Edward reprend sa forme humaine et se replie en boule vers l’avant, plongeant vers le sol. La femme rate son coup de quelques centimètres et elle se rend compte de son erreur lorsque le corps de son adversaire se détend, projetant son pied contre sa joue. Elle est propulsée contre le sol mais le combat ne se termine pas pour autant. L’abandon n’est pas une option pour des combattants tels qu’eux. Tandis qu’elle tente de se relever, transformant ses bras en ailes, un félin géant aux canines énormes fonce sur elle par l’arrière et lui arrache un de ses membres. Un troisième transformiste faisant partie du groupe avait choisi de l’éliminer, montrant à quel point il était fourbe aux autres.

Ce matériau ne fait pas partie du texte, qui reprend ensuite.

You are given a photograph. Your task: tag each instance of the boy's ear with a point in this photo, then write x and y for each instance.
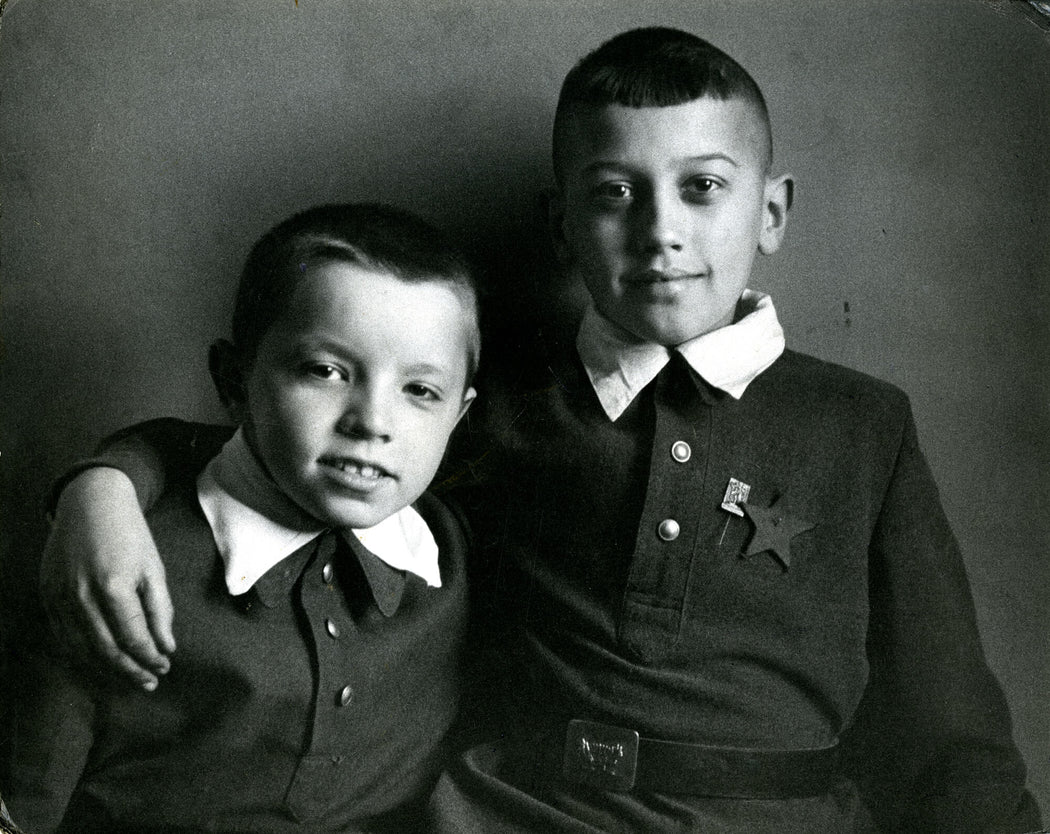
(555, 224)
(779, 195)
(468, 397)
(224, 365)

DING ! Le match est déclaré terminé, les compétiteurs sont sélectionnés et la foule est en délire malgré l’action minable qui a clôturé la joute.

Le second groupe entre et combat. Puis le troisième. Au quatrième, c’est au tour de Damei.

Dans les yeux de la prêtresse brillent l’admiration et le respect que tous ceux qui la connaissent ont. Elle espère voir le talent mile fois conté qu’elle lui a promis. Elle sait que ce n’est pas lors des éliminatoires qu’elle brillera le plus. Sa professeure porte des bottines et un pantalon en cuir, sa ceinture lâche a un emplacement pour fourreau, vide. Son haut moulant est en soie couleur obsidienne. Ses cheveux sont détachés et ses délicates boucles couvrent ses épaules.

Le combat commence. Les hommes les plus forts se regroupent vers le centre, les poings en avant, les chevilles en arrière. Ils forment un cercle autour de la fragile immortelle pour la protéger. Surement leur avait-elle promis quelque luxure en échange de leurs soutiens. Qui le refuserait ? Du haut des places les plus hautes, on peut la voir sereine, les bras croisés, attendant son moment.

Une autre femme du groupe, la reconnaissant sûrement de sa visite à l’oasis ou des livres d’histoire, émet un rictus et va se poster contre un des murs de l’arène. Les autres faiblards se jettent sur l’attroupement du milieu et se font écarter de la compétition un à un. Il ne reste bientôt plus que ceux qui vaillent la peine d’un tournoi en leurs noms. Quatre personnalités, chacune à une égale distance les unes des autres, qui attendent, ainsi que la dame et ses huit gardes.

Une minute passe, chacun se demandant le bon moyen de procéder. Les guerriers compétents ne veulent pas révéler ce qu’ils savent faire à leurs adversaires et aucun ne s’avance. Les hommes épuisés par leurs combats se regardent, regardent leur promise.

Avant qu’ils décident de s’en prendre à elle, elle choisit de s’écarter. La dirigeante de l’oasis avance vers le premier qui se détourne et dont l’anxiété est palpable. Elle le dépasse, se retourne vers lui sans une parole rassurante. Les autres se jettent sur l’inattentif d’un coup, comme des animaux affamés, alors qu’elle le regarde se faire déchiqueter, tombant à terre et tendant la main vers elle.

Les yeux inexpressifs de Damei se lèvent doucement et plongent dans ceux d’Alïana en même temps que la cloche sonne la fin de la bataille.